News Item

Posted: 26th January
By: rlf

Property lending: call for Building Societies to make mortgages more accessible for older people

Is there about to be a change in property lending for older borrowers? Building societies are being urged to review the maximum age limits for mortgage borrowers, due to an increase in over-65s applicants and growing demand for longer mortgage terms.

This is one of the recommendations contained in an interim report entitled Lending into Retirement from the Building Societies Association (BSA) – which represents all 44 UK building societies.

According to the report, there are 11.6 million people over the age of 65 in the UK. By 2034, it’s estimated that a quarter of the population will be 65+.

Calls have intensified for lenders to do more to help older borrowers amid claims that they are being frozen out of the market, either because they are already retired, or will be when their mortgage term expires.

The current market

In the current market, most mortgage lenders will only grant a mortgage up to an individual’s planned retirement date, so for someone aged 45 who plans to retire at 67, the maximum mortgage term might be just 22 years. This has led to many older borrowers either being turned down or restricted to a more costly, shorter mortgage term.

But the old model where people bought a home in their youth and paid it off before they retired is gone. Additional factors such as rising house prices and an increase in the number of people working past their state pension age means that people are buying homes later in life and need longer repayment terms.

New approach

The call for change follows criticism by Lord Newby for failing to act in the “spirit” of the mortgage market review (MMR), which took effect in April 2014. The act prompted lenders to relax their affordability rules. However, little has changed since then. The large banks have tough rules on lending into retirement, and most lenders still refuse to grant mortgages that go past the borrower’s planned retirement date.

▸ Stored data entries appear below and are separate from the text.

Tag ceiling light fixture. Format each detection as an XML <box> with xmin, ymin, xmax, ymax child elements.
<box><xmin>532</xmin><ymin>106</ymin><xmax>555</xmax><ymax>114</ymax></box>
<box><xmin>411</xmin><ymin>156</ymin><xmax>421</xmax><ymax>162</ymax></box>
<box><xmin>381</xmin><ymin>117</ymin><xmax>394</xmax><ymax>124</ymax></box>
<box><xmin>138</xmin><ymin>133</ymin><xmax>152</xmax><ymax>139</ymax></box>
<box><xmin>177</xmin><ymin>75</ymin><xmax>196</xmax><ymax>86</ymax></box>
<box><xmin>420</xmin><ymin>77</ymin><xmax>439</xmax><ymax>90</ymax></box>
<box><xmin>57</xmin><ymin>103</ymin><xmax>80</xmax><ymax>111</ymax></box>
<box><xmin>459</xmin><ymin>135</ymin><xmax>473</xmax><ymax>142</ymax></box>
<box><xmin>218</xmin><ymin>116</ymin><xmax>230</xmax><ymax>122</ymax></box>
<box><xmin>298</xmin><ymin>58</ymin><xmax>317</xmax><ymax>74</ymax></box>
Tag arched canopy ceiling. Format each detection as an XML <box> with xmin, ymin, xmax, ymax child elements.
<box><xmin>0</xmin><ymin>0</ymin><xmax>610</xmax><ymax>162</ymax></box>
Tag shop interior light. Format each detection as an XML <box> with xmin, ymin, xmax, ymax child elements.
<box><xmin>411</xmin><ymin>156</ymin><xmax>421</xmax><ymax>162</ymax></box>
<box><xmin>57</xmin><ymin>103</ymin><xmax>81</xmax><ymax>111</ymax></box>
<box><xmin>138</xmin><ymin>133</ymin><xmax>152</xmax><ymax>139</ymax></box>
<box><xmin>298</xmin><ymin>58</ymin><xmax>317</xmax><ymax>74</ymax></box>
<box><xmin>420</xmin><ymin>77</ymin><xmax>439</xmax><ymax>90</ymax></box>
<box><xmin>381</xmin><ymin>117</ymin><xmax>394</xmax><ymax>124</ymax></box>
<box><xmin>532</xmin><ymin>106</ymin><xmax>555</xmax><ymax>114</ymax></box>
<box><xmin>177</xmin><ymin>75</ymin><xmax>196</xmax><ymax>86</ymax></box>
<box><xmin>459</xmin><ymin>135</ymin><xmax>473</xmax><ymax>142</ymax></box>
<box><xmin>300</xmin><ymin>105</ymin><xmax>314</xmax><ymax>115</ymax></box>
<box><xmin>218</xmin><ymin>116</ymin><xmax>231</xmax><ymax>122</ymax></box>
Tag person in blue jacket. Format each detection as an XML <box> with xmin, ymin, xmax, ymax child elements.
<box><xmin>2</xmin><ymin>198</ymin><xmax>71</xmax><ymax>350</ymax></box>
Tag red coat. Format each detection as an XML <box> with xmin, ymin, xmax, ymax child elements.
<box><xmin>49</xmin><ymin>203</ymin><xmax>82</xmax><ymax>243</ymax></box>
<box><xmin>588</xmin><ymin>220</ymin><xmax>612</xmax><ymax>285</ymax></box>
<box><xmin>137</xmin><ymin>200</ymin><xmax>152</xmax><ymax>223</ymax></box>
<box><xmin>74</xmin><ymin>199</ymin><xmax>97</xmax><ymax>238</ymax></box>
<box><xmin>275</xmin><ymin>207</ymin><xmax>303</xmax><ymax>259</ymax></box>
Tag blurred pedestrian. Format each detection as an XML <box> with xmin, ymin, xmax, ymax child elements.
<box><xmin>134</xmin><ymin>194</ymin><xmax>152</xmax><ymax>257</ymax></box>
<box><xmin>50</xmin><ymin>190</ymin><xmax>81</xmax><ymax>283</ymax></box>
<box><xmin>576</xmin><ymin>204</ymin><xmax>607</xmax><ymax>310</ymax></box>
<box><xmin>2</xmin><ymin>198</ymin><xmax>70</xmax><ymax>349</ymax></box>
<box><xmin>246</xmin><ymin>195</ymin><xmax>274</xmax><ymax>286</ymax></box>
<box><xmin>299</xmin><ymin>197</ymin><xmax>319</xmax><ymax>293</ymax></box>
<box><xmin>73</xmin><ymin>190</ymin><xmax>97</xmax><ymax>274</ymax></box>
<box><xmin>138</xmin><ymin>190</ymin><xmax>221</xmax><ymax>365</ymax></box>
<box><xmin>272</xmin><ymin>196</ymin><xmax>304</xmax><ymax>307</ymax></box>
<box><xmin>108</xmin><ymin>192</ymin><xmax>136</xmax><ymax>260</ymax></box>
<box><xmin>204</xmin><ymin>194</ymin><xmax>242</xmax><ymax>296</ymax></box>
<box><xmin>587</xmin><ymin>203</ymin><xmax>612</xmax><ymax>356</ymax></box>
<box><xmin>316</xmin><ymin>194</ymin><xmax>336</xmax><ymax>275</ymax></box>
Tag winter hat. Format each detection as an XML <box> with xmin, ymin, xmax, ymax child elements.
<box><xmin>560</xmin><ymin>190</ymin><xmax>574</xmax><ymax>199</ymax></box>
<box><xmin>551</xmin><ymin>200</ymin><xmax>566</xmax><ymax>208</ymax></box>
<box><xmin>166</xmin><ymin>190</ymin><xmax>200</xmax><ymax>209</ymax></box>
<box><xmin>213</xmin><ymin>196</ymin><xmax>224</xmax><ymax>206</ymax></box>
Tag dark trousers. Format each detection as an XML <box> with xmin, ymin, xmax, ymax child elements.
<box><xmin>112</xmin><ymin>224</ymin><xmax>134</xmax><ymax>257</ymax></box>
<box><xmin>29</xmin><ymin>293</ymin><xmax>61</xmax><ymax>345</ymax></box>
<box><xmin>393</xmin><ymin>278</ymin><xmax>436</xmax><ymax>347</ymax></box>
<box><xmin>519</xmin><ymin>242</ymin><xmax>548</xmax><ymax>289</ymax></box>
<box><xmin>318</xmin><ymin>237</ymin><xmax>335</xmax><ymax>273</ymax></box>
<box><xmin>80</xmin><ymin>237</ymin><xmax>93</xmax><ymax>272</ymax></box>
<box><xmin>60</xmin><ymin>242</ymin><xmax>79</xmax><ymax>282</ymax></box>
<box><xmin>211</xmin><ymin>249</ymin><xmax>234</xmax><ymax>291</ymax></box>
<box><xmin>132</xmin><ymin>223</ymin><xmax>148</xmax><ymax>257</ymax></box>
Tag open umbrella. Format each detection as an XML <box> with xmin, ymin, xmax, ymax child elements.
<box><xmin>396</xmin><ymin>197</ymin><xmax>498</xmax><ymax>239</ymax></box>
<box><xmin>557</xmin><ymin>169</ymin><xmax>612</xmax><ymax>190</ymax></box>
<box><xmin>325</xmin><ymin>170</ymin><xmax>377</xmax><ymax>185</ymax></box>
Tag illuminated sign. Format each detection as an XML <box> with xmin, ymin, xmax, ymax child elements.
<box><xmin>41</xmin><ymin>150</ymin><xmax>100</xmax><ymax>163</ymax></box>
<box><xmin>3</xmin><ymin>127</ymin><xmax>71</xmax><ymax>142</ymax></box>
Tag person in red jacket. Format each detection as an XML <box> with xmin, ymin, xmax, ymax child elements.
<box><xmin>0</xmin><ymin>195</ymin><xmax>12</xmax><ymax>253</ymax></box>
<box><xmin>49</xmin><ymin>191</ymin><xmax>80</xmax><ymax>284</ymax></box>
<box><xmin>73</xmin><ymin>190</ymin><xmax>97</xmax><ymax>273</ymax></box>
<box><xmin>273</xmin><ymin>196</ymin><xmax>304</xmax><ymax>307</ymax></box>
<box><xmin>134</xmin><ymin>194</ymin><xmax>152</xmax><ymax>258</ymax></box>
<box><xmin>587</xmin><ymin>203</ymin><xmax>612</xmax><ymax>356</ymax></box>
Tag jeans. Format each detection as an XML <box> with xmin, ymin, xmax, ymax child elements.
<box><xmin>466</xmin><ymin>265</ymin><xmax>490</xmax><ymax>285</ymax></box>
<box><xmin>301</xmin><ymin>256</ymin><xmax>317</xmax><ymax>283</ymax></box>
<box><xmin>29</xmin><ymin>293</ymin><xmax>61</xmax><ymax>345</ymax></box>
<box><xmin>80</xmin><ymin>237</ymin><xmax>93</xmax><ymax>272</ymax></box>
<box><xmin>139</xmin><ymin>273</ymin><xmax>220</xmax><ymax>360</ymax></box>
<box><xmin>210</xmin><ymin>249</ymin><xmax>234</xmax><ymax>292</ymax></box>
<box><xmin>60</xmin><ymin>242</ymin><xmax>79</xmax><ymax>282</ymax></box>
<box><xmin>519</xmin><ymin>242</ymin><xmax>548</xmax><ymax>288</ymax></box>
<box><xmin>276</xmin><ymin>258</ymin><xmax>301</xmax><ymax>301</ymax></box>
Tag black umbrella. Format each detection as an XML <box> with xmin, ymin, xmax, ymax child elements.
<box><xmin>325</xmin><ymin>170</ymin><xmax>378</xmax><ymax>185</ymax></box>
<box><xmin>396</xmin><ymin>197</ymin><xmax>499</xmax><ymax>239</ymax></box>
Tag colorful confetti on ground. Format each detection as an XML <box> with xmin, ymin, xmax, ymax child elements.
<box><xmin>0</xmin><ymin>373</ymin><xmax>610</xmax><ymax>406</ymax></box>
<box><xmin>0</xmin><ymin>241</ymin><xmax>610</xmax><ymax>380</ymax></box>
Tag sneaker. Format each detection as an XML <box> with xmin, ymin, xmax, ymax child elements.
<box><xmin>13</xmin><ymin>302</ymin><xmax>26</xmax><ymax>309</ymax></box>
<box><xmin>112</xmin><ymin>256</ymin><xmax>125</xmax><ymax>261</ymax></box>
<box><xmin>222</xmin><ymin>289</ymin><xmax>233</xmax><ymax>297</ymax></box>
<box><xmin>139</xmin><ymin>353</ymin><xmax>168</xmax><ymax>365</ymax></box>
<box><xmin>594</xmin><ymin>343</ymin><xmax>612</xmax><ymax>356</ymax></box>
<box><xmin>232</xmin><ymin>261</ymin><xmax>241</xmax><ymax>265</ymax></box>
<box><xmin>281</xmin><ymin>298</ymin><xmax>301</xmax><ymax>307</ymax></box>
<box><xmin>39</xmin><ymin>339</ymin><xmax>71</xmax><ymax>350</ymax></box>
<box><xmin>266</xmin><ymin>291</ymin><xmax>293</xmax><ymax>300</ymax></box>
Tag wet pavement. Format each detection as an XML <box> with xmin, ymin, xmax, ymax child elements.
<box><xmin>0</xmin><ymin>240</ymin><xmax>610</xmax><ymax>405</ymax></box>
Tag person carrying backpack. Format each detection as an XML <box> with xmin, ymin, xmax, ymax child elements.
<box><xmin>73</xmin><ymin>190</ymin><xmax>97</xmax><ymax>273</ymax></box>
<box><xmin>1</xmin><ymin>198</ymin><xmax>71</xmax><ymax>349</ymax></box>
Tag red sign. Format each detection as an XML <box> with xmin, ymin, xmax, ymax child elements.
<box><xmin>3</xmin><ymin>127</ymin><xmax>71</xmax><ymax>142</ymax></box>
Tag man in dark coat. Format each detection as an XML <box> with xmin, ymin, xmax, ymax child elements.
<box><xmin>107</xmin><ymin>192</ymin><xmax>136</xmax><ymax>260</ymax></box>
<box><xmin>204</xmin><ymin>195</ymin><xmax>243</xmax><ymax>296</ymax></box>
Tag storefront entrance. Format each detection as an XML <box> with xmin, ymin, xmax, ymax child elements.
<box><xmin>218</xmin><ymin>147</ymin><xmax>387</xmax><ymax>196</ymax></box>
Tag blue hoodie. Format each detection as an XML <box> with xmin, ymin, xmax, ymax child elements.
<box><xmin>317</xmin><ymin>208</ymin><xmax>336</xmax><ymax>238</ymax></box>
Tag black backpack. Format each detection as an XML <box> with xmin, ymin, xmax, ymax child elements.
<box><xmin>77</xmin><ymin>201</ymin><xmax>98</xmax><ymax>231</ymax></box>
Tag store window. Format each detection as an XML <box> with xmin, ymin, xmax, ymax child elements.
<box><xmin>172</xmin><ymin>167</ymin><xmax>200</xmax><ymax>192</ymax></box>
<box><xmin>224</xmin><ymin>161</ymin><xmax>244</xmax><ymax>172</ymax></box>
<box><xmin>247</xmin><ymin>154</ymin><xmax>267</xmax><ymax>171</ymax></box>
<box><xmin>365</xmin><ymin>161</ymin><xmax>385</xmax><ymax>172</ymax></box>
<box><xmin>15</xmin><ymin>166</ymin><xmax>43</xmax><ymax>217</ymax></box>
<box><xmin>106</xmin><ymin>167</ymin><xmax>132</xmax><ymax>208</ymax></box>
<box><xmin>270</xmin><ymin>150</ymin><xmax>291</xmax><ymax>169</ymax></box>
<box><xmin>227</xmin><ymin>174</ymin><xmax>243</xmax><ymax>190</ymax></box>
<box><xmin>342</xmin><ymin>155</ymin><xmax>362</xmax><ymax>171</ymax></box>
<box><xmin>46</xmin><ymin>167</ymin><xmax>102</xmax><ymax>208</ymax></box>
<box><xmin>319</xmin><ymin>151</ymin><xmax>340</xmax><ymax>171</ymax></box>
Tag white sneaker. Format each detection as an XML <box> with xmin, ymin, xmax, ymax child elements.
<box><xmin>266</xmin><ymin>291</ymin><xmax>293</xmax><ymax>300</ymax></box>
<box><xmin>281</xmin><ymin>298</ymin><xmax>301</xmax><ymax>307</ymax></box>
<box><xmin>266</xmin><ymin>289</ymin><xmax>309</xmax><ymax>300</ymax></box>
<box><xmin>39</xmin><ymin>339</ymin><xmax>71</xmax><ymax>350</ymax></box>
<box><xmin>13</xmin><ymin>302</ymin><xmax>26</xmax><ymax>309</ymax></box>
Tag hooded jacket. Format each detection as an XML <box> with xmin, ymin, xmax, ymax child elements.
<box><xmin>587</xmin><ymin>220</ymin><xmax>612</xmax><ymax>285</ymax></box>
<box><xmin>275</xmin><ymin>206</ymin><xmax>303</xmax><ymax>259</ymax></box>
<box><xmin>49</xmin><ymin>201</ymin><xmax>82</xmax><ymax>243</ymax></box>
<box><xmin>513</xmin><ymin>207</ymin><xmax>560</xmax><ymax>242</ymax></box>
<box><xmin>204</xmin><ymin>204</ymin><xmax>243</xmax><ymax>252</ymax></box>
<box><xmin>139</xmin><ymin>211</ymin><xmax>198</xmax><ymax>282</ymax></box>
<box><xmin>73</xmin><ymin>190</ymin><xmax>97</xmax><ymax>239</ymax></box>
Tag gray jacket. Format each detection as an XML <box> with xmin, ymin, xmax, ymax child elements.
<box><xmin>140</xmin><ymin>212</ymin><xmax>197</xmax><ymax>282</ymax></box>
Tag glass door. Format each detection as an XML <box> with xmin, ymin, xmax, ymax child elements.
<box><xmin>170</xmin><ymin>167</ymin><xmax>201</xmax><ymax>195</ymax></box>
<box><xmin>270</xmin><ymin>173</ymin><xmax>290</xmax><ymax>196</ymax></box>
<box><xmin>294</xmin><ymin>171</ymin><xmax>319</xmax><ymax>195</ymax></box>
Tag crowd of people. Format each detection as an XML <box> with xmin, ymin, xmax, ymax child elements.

Building societies are more flexible with their terms, and will often lend to the 85+ market. Bath building society does not event have a set maximum age, but looks instead for proof of continued income.


As the average age of a first-time buyer continues to rise, borrowing into retirement is becoming increasingly commonplace, rather than a niche form of lending.

The time is right to review lending policies, examine how advice is provided and to work closely with a range of organisations across different sectors to ensure that lenders are equipped with the appropriate tools to respond to the rapidly changing demographics across the UK.